There was such a crush of visitors toward the end of the afternoon that Sara could not leave her post, nor did she notice when Theo left. It was only after the last lingering guest had finally taken leave that she had the opportunity to take out the card and read what was written on it.
Sara, I must see you. For what we once meant to each other, I beg you not to refuse. I will be waiting in the park across from your house every evening at seven until you come. Ever yours. T.
Sara crushed the card as her hands closed convulsively around it. How dare Theo do this? How dare he attempt to rekindle an old flame? With both of them married, he must be out of his mind to suggest such a thing!
Sara realized she was trembling, breathing shallowly. Then she heard Lucie’s voice, and she came slowly out of her reverie of burning memories and unfulfilled dreams.
Hurrying to the foot of the stairs, she looked up. “Yes, Lucie, what is it?”
“If everyone is gone, Stepmama wants you to bring the guest book so she can read the names of those who called.”
Stiffly Sara turned, walked over to the hall table, picked up the signed book, and started slowly up the stairs. She felt drained, but tinglingly aware, every one of her senses warning her of impending danger.
chapter
14
BECAUSE GEORGINA was entering a period of formal mourning and because Lucie’s advanced pregnancy prohibited her journeying out as well, it was left for Sara to go alone to the
stonecutter to make arrangements for their father’s grave. But not before selecting an appropriate epitaph to be engraved on it. And there was a lengthy debate as to which verse or quotation might be best.
“Let’s go into Papa’s study and look through his bookshelves,” Lucie finally suggested. “Maybe we can find something that meant a great deal to him. He might have had a favorite book of poetry.”

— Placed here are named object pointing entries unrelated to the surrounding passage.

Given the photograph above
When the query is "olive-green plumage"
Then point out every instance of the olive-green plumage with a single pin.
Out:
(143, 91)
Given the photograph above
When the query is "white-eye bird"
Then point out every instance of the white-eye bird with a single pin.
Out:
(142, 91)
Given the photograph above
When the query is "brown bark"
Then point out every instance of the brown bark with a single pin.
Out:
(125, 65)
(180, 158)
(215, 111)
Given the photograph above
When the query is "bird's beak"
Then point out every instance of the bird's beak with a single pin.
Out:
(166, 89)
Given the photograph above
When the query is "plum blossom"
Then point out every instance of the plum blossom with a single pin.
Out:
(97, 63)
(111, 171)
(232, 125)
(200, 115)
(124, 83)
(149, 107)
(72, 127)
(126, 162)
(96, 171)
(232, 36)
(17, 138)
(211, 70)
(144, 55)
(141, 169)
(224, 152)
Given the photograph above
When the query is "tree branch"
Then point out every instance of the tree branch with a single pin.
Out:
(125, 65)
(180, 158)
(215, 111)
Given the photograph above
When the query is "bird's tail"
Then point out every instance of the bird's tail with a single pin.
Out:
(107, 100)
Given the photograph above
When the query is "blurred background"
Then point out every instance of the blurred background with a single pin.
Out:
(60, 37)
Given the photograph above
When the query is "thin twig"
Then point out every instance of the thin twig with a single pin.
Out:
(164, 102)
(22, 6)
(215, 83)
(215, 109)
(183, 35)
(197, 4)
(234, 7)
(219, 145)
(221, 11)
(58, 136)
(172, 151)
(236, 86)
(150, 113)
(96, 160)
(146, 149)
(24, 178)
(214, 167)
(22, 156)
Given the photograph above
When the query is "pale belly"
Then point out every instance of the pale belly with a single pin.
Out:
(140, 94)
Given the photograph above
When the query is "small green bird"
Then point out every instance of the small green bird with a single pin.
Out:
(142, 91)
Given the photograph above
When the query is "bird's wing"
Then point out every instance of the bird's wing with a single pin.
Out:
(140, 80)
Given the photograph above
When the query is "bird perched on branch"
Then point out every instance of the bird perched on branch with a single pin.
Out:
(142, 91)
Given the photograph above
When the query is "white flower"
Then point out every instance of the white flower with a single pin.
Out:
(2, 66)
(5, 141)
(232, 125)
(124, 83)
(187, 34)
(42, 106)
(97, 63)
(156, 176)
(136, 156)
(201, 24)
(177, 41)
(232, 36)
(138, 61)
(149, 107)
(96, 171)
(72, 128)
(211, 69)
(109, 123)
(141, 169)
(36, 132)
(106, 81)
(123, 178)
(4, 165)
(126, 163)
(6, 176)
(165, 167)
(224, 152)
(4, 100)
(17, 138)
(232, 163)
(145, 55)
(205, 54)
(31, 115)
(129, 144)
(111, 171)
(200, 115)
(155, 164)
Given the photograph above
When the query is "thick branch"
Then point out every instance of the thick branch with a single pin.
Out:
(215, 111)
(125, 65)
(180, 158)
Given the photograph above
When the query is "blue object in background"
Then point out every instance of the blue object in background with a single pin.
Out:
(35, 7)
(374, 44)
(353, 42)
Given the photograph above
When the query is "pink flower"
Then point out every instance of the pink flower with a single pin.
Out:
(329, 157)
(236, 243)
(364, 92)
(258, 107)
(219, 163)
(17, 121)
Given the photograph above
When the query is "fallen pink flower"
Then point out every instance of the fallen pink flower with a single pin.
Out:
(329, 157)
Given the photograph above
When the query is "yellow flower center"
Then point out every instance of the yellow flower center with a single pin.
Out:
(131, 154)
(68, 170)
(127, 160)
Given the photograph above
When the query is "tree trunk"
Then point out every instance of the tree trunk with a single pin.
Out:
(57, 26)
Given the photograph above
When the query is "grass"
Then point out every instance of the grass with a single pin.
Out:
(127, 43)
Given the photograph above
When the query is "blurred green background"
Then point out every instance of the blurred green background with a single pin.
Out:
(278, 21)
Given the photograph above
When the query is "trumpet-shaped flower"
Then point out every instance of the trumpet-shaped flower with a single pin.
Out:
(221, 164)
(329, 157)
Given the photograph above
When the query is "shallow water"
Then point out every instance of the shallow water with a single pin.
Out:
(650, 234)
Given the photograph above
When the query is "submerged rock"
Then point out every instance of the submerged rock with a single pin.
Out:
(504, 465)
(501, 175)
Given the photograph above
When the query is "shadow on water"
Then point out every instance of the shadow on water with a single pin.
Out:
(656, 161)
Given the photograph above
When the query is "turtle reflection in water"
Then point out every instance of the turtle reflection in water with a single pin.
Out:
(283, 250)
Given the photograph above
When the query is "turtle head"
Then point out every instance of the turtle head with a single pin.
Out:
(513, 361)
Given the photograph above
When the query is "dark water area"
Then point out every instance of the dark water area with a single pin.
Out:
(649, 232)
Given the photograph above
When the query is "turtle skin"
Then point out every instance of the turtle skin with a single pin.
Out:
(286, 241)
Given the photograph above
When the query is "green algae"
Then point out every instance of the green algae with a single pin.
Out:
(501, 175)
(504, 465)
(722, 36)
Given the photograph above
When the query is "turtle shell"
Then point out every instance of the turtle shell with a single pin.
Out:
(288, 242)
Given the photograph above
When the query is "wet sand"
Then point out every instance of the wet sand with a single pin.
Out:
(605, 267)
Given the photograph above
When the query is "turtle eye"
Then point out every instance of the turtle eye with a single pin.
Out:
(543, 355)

“Poetry? Papa?” Sara had rarely seen their father read anything but the financial pages of the daily newspaper.
“You never know. We’ve got to start somewhere, Sara,” Lucie said practically.
Walking into Leonard’s study was evocative of everything they remembered about their father. Sara had often been called into this room to be reprimanded for some fall from grace. But there were happier memories as well. The two little girls had come here often, after their mother died, to play quietly with their dolls or Noah’s ark while Leonard read the paper. There were other special moments when he had held them on his lap and told them stories about his country boyhood in South Carolina, quail hunting, or fishing in the stream that ran through the Leighton property there.
Both sisters felt a poignant wave of nostalgia as they looked about and saw his leather armchair, the desk with its green glass shade and the globe of the world on its wooden stand that, as children, they had spun around and around.
Nothing seemed to have been moved or disturbed in here since the morning Leonard had left for his Cotton Exchange office and returned, stricken with the illness that would prove fatal.
They moved quietly around the room, Lucie taking book after book from the shelves, turning pages, pausing to read something. Sara examined the contents of the square walnut desk. As she opened the right-hand drawer, she saw a well-worn Bible and gave a little exclamation.
“Look at this, Lucie,” she said, holding it up for her sister’s inspection.